The third possibility is a hybrid of the first two. That is, the predictive factors are imperfect proxies for age. If so, factor model weights will reflect some, but not all, of the effects of age on performance. Here, as in the second case, one would not expect individuals of different ages but with the same scores to perform equivalently; however, the expected differences in performance will be smaller than in the second case, in which the predictive factors absorb none of the age effects.
In the cases just described, the issue is the extent to which the predictive factors in the model represent, or "absorb," the effects of age. For the most part, the extent will depend upon the correlations between age and the predictive factors in the model. If the correlations are high, one would expect the model to absorb much of the effects of age; if the correlations are low, one would expect the model to absorb little of those effects.
The above discussion defines "effect" as used in the term "differential effect." The "differential" portion of the term is a relative concept used for subgroups of a population, not a population as a whole. It focuses on the portion of the effect of a characteristic that is absorbed by other characteristics. Specifically, use of model A can be defined to have differential effect for a specific subgroup, such as younger individuals, relative to model B as follows: The absorbed component of the age effect in model A is larger than the absorbed component of the age effect in model B, and, as a consequence, younger individuals have lower credit scores (that is, higher risk assessments) with model A, controlling for credit performance, than when model B is used.
Defined this way, differential effect will generally be a zero-sum outcome. For example, if good credit performance is positively related to age, then the less a credit-scoring model absorbs age effects, the higher the scores of younger individuals will be. Alternatively, the more a model absorbs the age effects, the higher the scores of older individuals will be. If younger individuals were the focus of attention, then use of a credit-scoring model that absorbs a substantial portion of the age effect would be described as having a differential effect for that group as compared with a model in which less of the age effect is absorbed.
In general, the subgroups that, all else being equal, perform worse will be those most likely to show negative differential effect when a group characteristic is used.

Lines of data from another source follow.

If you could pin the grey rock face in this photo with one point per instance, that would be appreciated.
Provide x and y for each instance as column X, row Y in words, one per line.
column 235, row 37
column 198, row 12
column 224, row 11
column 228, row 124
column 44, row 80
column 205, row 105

However, patterns can be complex. Totally different groups may be affected when a credit-scoring model absorbs the effects of a population characteristic if they happen to have credit profiles similar to those of the portion of the population group with poor performance. For example, if older recent immigrants have short credit histories (as do younger individuals), and length of credit history earns a place in a credit-scoring model only because it absorbs the impact of age, then older recent immigrants may also experience a differential effect from the use of this credit characteristic. In this case, the adversely affected subgroup need not show poor performance.
The concept of differential effect used here applies only to the group as a whole; the outcomes for specific individuals will vary when different models are employed. It is only on average that younger individuals will be more adversely affected (receive lower scores) the more a model absorbs age. Depending upon their specific financial experiences, some younger individuals may have higher scores the more age is absorbed into the model.